Overall, conflict and economic problems were cited as the main cause of more than 35 percent of food emergencies during 1992–2003 (see graph).
The recurrence and persistence of emergencies highlights a number of countries that could be considered as “food emergency hotspots”. Thirty-three countries experienced food emergencies during more than half the years of the 17-year period between 1986 and 2003. Many conflict-induced complex emergencies are persistent and turn into long-term crises. Eight countries suffered emergencies during 15 or more years during 1986–2003. War or civil strife was a major factor in all eight.
Two consecutive years of severe drought have decimated both crop and livestock production in Mauritania, triggering a food emergency. In a country where less than 1 percent of the land can sustain crops, livestock accounts for 70 percent of agricultural production and 15 percent of national GDP. But lack of water has forced herders to sell or slaughter many of their animals. Distress sales sent prices plummeting by more than 50 percent in one year.
On the other side of the globe, several years of drought and harsh winters have devastated livestock production in Mongolia. Unusually heavy snowfall in 2003 killed up to 2.5 million animals, undermining the livelihood of nearly a quarter of the country’s population. An estimated 80 percent of Mongolians, many of them nomadic herders, raise livestock, accounting for almost 90 percent of agricultural output.
The food crises in Mauritania and Mongolia highlight the vulnerability of traditional pastoral production systems, particularly nomadic systems that are the main source of food and income in semi-arid rangelands ill suited to growing crops.
Globally, an estimated 675 million rural poor people depend on livestock for some or all of their subsistence. Other estimates suggest that as many as 70 percent of the rural poor are livestock owners. That figure includes nearly 200 million pastoralists and more than 100 million landless livestock keepers in mixed farming regions who depend almost exclusively on livestock.
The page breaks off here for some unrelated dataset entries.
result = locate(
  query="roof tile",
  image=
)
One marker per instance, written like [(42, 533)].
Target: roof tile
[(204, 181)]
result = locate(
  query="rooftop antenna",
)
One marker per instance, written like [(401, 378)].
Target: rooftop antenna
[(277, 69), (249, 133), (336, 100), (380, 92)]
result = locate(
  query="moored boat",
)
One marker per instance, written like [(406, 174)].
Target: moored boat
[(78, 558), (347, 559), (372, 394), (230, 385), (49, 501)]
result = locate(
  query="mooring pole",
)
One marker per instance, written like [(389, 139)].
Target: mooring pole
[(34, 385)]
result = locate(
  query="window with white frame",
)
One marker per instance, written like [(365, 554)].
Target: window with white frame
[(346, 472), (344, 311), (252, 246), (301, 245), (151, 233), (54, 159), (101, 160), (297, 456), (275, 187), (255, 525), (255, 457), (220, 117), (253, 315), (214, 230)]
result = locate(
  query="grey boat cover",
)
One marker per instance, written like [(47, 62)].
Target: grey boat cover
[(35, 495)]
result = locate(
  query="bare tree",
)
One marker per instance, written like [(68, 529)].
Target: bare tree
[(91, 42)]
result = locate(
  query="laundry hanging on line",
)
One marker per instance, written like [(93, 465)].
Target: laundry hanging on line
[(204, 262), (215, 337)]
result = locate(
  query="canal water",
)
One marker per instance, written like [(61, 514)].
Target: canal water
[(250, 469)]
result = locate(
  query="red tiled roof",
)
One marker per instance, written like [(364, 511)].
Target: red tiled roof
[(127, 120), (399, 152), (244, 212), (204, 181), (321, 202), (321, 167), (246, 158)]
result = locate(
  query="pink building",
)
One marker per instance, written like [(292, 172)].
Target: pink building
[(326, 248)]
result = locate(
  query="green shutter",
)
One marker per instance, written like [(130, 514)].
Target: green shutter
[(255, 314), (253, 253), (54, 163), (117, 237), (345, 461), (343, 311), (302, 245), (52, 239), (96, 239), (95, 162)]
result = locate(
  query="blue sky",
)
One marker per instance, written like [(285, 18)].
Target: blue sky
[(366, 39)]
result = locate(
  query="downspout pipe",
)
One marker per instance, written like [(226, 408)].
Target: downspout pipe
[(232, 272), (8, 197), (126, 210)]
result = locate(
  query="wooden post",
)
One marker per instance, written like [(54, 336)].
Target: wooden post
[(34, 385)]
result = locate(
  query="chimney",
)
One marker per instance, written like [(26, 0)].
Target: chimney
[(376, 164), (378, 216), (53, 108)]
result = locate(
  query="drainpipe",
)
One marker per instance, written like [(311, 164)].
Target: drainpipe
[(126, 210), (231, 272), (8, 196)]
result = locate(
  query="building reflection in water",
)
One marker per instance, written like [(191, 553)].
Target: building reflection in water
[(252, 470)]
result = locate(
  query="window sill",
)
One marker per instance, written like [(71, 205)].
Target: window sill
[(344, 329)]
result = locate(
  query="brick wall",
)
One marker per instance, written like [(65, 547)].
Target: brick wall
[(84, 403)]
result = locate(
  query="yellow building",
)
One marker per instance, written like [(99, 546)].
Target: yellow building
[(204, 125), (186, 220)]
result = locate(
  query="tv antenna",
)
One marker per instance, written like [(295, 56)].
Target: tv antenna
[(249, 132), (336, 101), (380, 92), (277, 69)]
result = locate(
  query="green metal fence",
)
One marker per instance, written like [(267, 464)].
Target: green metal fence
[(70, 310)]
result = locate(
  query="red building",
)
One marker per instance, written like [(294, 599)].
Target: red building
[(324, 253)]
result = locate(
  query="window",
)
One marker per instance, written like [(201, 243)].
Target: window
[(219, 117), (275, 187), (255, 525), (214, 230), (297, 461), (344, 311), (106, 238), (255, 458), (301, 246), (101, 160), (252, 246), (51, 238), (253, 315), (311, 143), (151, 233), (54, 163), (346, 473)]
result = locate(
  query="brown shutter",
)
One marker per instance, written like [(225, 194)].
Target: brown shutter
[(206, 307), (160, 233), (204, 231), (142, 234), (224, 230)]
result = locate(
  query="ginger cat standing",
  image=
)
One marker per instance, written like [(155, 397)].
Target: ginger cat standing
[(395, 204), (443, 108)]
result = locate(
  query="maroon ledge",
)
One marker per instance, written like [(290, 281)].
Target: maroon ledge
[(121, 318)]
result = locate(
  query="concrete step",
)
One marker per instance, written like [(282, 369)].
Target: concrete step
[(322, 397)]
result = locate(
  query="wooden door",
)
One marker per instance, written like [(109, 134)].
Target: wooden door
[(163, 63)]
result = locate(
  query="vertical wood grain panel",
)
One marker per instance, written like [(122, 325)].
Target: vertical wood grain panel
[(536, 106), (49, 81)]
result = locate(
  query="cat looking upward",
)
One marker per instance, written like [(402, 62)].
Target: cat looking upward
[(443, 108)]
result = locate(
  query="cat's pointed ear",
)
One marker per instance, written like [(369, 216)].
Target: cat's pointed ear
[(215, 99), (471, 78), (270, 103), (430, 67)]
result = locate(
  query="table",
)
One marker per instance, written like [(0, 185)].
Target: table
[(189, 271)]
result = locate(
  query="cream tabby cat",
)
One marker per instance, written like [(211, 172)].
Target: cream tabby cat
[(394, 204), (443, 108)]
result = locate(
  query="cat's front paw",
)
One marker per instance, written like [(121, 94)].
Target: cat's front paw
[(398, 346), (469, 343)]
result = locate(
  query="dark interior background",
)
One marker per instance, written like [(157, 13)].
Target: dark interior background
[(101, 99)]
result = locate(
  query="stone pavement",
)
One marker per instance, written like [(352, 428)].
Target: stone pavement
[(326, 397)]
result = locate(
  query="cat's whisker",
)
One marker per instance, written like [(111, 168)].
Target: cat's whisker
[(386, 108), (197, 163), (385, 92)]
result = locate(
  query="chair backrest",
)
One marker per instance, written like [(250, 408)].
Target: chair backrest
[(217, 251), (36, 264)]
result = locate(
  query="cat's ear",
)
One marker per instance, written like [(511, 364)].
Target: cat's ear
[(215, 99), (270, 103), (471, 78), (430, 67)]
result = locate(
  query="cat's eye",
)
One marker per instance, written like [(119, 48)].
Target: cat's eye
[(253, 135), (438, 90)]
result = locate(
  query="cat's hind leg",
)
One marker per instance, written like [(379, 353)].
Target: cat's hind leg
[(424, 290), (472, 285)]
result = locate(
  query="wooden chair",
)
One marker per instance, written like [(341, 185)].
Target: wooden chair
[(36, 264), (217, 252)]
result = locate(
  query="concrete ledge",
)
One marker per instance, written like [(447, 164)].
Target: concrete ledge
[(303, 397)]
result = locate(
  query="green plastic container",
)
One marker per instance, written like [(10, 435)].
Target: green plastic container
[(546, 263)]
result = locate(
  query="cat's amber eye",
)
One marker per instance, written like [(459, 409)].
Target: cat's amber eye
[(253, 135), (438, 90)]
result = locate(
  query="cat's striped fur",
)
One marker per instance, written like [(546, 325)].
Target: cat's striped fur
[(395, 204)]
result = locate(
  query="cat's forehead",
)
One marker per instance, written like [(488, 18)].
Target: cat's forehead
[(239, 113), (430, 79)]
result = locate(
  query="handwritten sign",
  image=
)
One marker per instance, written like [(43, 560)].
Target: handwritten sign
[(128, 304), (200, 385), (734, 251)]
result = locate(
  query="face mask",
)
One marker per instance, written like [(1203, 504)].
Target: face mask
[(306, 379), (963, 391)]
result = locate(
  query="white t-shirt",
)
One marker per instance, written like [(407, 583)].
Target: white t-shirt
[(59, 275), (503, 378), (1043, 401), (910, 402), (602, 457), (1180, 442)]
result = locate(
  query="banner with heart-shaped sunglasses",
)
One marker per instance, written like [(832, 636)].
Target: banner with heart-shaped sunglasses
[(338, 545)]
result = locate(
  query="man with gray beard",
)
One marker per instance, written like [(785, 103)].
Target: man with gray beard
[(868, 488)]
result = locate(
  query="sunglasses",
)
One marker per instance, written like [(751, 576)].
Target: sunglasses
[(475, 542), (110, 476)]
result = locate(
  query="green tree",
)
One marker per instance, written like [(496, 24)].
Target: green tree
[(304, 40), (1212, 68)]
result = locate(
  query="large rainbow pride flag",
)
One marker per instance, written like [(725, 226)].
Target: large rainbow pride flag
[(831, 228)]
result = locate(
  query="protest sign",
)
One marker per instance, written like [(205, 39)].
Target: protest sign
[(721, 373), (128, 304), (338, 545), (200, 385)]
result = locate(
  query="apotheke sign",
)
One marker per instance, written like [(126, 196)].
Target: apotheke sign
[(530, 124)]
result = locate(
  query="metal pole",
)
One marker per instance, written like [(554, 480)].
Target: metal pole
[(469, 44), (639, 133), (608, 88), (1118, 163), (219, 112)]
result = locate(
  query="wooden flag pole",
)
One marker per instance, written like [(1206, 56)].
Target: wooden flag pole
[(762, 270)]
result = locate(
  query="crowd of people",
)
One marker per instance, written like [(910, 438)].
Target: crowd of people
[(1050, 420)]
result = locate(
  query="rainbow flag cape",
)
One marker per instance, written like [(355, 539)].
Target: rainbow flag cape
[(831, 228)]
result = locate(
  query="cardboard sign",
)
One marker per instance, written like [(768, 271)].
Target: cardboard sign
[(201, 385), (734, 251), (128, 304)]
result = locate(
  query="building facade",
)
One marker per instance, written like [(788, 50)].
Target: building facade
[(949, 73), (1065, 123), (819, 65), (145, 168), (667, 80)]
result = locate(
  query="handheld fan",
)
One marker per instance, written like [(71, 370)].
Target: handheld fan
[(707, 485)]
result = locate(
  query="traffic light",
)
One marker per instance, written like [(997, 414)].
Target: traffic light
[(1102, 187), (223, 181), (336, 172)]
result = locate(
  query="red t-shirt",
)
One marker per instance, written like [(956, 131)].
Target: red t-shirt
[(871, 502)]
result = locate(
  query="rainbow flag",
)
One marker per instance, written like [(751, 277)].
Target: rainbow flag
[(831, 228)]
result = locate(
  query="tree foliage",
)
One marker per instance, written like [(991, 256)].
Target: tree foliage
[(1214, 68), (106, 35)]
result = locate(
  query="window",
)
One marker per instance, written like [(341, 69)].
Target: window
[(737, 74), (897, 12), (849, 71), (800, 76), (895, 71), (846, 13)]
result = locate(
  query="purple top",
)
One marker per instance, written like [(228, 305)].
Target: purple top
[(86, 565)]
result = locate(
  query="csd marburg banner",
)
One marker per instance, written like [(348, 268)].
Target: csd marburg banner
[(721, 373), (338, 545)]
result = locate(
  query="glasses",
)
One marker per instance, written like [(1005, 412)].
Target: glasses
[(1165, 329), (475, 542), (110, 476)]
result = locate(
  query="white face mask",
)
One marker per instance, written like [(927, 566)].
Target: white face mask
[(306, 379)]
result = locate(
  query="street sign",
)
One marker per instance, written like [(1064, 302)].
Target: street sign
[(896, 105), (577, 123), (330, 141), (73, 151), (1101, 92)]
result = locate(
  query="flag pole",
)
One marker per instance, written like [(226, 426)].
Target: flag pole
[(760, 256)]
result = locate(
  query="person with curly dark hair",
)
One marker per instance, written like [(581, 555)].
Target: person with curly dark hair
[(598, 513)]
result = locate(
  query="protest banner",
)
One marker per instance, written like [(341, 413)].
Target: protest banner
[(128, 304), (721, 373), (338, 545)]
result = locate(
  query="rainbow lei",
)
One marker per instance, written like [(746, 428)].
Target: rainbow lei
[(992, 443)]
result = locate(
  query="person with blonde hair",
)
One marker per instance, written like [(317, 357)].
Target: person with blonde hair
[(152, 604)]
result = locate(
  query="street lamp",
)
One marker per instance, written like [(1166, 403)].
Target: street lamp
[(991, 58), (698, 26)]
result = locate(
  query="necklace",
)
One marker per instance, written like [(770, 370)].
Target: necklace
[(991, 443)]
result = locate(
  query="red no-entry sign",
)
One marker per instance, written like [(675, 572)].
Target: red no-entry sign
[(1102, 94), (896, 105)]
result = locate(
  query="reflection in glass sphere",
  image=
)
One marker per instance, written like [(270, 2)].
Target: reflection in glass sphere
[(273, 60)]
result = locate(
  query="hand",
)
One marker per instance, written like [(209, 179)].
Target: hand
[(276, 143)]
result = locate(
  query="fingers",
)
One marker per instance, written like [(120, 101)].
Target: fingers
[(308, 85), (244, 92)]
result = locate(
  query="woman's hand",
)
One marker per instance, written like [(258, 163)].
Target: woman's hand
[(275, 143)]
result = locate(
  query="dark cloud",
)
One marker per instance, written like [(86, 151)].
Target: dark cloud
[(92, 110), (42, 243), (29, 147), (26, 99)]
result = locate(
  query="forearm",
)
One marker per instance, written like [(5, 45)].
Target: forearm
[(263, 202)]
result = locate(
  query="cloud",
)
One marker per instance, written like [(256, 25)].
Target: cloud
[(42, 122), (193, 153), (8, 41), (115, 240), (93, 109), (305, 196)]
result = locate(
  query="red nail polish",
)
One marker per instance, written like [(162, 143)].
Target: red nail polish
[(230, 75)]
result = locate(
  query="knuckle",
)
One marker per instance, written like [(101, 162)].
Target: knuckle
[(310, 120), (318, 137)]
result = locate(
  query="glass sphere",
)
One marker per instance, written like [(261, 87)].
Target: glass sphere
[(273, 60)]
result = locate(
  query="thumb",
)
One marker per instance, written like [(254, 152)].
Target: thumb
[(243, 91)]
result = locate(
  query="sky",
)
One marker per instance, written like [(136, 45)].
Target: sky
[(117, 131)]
Their animals and livelihoods are highly vulnerable to droughts and floods, resource degradation and outbreaks of disease. And they are coming under increasing pressure as human populations increase and grazing areas shrink.
In Afghanistan, three consecutive years of severe drought (1999–2001) led to massive distress sales and deaths of animals that reduced the livestock population by nearly 60 percent. Most nomadic Kuchis lost almost their entire herds.
In Eritrea, the worst drought in decades caused livestock losses as high as 10 to 20 percent in some areas in 2002.
The same drought also struck neighbouring Ethiopia, which has one of the largest livestock populations in Africa. The eastern pastoral areas of Afar and Somali were hardest hit. Acute shortages of water and fodder caused losses of up to 40 percent for cattle and 10 to 15 percent for goats and sheep. Livestock prices fell by up to 50 percent.
These emergencies underline the fact that traditional livestock production systems sustain some of the world’s most vulnerable communities in some of its harshest environments. They also highlight the need for emergency prevention and rehabilitation programmes to respond to the particular needs of livestock owners.
Early warning systems have had difficulties detecting the impact of drought on pastoralists and providing the information needed to help them cope and recover. Pastoral communities typically need different kinds of aid over longer periods than farmers who rely mainly on crops. When rains return after a drought, for example, farmers may require little more than seeds, fertilizer and one successful cropping season to get back on their feet. But pastoralists may need several years of assistance to weather the crisis, replenish their breeding stock and rebuild the herds that represent both their livelihoods and their life savings. In the long term, alternatives must be found for those whose livelihoods can no longer be sustained by nomadic herding.